GTC 2020: PyTorch from Research to Production

GTC 2020 S21928
Presenters: Grzegorz Karch,NVIDIA
Abstract
Learn how to get your neural network from the PyTorch framework into production. Explore ways to handle complex neural network architectures during deployment. We’ll show how to transform a neural network developed in PyTorch into a model ready for a production environment and exemplify the workflow on a conversational AI system. For full understanding, you should be familiar with PyTorch framework and have some interest in model deployment for inference. We’ll demonstrate the neural network system on TensorRT Inference Server (TRTIS).

Watch this session
Join in the conversation below.

Hi! Cannot play the video.

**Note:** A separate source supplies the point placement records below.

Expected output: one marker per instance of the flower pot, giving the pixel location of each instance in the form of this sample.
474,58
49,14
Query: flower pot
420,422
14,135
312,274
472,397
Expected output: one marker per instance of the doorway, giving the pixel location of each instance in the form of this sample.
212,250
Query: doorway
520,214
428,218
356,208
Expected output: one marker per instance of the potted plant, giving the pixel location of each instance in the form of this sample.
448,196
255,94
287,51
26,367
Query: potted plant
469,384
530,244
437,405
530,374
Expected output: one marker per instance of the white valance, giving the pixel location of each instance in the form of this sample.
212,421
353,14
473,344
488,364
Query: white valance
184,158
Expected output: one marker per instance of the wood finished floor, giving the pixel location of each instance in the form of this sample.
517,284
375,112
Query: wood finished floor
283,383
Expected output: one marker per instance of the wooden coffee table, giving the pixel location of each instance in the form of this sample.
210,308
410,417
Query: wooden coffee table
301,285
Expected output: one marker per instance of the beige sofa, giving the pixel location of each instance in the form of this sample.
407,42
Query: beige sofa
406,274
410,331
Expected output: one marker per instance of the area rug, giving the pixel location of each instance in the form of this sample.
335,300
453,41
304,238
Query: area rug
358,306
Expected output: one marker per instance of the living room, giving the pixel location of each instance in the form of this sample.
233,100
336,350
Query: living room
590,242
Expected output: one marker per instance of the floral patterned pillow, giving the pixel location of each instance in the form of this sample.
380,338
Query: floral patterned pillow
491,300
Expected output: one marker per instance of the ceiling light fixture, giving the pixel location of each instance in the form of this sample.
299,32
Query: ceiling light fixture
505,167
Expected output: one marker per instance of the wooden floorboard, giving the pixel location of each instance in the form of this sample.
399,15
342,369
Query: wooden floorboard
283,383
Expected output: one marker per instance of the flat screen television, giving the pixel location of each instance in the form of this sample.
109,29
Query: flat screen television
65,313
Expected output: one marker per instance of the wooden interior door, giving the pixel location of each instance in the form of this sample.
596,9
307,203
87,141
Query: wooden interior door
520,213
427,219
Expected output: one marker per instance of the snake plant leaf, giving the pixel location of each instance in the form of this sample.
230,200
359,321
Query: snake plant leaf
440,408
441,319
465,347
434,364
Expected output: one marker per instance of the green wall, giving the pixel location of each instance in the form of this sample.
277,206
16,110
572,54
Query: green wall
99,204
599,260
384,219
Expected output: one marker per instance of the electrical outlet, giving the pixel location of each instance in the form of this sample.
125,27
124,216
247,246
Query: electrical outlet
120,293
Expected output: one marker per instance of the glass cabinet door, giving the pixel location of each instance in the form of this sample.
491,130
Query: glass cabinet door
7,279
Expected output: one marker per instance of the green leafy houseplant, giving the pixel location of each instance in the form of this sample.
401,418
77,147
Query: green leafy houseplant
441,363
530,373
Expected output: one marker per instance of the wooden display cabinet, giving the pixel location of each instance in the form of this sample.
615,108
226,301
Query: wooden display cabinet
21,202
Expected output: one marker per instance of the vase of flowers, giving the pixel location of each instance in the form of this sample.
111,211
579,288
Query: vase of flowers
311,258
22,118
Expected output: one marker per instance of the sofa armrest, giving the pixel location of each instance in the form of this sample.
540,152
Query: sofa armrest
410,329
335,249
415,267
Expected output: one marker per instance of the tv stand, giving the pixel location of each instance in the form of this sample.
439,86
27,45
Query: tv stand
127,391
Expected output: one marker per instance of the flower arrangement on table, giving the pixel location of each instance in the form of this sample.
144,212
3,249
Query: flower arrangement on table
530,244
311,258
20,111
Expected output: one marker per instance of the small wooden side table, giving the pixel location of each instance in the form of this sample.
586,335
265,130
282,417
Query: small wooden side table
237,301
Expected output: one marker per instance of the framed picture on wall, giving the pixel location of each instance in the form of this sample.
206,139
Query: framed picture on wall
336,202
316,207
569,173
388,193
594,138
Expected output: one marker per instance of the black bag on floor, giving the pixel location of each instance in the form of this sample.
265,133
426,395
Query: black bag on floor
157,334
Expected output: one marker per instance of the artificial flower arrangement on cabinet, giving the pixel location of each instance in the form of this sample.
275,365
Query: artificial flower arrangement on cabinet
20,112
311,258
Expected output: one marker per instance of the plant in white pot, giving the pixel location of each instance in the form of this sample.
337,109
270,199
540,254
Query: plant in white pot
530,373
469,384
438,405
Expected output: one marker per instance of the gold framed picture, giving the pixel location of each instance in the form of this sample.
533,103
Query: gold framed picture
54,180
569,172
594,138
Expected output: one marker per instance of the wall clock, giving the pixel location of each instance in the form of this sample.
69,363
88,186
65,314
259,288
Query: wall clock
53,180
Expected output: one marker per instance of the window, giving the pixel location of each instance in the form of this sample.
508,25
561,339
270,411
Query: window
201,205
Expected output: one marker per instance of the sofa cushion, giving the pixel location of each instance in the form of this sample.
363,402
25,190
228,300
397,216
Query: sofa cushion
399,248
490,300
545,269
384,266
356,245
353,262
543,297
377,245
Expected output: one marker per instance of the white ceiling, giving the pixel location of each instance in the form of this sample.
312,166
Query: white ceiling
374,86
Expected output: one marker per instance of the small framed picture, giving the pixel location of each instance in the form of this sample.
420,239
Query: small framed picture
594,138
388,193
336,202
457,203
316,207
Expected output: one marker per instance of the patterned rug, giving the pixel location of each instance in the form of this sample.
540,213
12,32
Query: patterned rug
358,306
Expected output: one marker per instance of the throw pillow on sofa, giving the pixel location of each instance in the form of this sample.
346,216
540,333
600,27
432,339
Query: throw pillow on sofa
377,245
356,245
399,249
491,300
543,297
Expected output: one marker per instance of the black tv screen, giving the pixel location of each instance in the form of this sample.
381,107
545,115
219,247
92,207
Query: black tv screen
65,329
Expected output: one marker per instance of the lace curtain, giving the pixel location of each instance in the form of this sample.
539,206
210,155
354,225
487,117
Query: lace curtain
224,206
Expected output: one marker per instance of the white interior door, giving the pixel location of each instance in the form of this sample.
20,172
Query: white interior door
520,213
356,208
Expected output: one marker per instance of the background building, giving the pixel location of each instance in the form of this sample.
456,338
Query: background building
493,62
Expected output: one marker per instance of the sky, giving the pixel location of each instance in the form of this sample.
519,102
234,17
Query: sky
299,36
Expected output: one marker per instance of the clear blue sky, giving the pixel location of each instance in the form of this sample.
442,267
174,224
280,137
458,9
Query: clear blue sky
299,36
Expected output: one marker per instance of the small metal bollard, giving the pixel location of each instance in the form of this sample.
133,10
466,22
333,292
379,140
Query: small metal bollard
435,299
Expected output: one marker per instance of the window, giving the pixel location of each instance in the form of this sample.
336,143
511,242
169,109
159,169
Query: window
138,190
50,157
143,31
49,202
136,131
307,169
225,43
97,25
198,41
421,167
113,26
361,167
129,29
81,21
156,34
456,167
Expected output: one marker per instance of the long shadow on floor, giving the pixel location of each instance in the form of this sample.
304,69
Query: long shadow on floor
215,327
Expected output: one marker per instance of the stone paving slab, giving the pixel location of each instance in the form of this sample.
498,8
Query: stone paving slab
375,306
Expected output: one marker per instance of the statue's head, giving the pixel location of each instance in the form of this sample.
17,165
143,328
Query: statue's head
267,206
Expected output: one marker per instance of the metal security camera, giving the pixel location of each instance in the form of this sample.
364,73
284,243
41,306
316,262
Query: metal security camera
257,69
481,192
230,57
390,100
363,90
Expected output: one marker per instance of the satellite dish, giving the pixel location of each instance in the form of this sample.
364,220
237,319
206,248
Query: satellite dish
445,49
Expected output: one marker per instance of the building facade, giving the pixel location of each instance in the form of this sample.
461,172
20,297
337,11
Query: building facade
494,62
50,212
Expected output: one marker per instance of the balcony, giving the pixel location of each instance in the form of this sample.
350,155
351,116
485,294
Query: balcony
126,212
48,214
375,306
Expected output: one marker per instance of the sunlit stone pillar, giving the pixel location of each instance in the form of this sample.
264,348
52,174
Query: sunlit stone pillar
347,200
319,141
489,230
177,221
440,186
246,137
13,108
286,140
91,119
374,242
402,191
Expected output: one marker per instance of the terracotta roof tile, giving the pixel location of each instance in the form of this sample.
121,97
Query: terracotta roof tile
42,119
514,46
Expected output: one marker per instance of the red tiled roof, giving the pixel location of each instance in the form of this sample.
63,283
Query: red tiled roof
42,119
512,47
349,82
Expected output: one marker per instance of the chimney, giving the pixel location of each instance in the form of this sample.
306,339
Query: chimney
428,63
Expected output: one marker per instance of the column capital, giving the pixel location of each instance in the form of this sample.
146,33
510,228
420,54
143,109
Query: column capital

It says “The media could not be loaded, either because the server or network failed or because the format is not supported”

Hi, please try again, it should be working now.

Thanks for the talk with convesrtaionalAI as example (even though it’s not my area of research).

Questions:
1: Slide 42: where can I find deployer.py? Is the deployer specific to your conversationAI models? Or is it general, and theoretically could work for any model?

2: Slide 32: so, if I’ve nn.Conv1d in my model, I should convert to 2d. But, does it impact the performance/quality of the model originally designed with 1d?

3: Your presentation is tailored to deployment on Triton Inference Server. I guess the basic steps required to deploy for example on any other cloud platform is not much different. Correct?